VAI  E VIVRAI

di Graziella Lopez

 

Nel 1984 centinaia di migliaia di africani, costretti dalla carestia, abbandonano i rispettivi paesi natali per il Sudan. Tra questi ci sono gli ebrei etiopi, i Falasha, che trovano rifugio in questi campi profughi in attesa di partire per Tel Aviv: gli Israeliani, con l`aiuto degli Americani, porteranno in salvo gli etiopi di origine ebrea. In questo gruppo di etiopi si incontra il destino di due madri: una madre etiope ebrea che ha appena visto morire suo figlio, una madre etiope cristiana che non può portare in salvo il figlio Schlomo perché è non ebreo. Gli sguardi delle due madri si incontrano, la madre cristiana spinge il suo bambino verso la madre ebrea che lo accetta e accoglie l’invito a continuare a svolgere il suo compito di dare la vita.

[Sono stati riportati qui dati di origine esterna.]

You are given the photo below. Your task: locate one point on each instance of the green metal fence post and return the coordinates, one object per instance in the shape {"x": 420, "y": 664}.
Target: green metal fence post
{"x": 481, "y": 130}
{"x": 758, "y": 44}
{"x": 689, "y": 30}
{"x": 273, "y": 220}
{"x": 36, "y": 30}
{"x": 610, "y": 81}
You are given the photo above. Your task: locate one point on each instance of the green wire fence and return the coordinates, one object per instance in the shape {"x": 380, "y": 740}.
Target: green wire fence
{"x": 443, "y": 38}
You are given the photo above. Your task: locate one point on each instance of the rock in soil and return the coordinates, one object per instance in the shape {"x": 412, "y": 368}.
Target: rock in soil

Il distacco è straziante, il bambino quando parte vede la luna e in seguito ogni volta che la guarderà ricorderà in essa la madre perduta. La madre, pur soffrendo terribilmente, spinge suo figlio a partire e dopo averlo abbracciato, lo deve quasi scacciare per farlo separare da lei. C’è una separazione straziante, il bambino non vuole staccarsi da sua madre e non capisce fino in fondo quello che gli sta succedendo. La madre coglie l’attimo per lasciarlo e salvarlo, se avesse aspettato forse qualche minuto non lo avrebbe potuto più fare. Possiamo riflettere come questo distacco così doloroso  dà però la vita. Schlomo lascia l’affetto sicuro di sua madre, quindi una certezza, per andare incontro all’incognito, però questo gli offrirà molte opportunità e soprattutto la vita. Se pensiamo a noi possiamo dire che spesso la  decisione di staccarsi da un legame, da una parte di noi, la capacità di affrontare il vuoto, una morte, ci dà poi la possibilità di trasformare la nostra vita. Al contrario, l’impossibilità di operare separazioni può portarci al persistere in una simbiosi mortifera che ci riempie di dolore e rabbia.

 

Da quel momento la storia di Schlomo è quella di un bambino sconvolto e annientato dal dolore per la perdita di quello che c’è più caro al mondo: la mamma. Un bambino solo, sradicato da sua madre, dalla sua famiglia, dai suoi amici, dalla sua terra, dalla sua patria. Che cosa può fare un bambino solo e abbandonato in un paese straniero di cui non conosce neppure la lingua? Viene messo in un collegio, ma qui non si integra, si dispera, è arrabbiato, non mangia, si picchia con i compagni, si ammala, rifiuta la vita. Non è in grado di elaborare "il lutto": è un bambino che sicuramente sente a livello profondo il grande dono che la mamma gli ha fatto, ma questo non vuol dire che lo accetti e che non soffra terribilmente. E’ la cosa più difficile per l’essere umano quella di dare un senso alla sofferenza, al dolore, alla morte. Ma ogni essere umano vivente sa che prima o poi dovrà affrontare tutto ciò.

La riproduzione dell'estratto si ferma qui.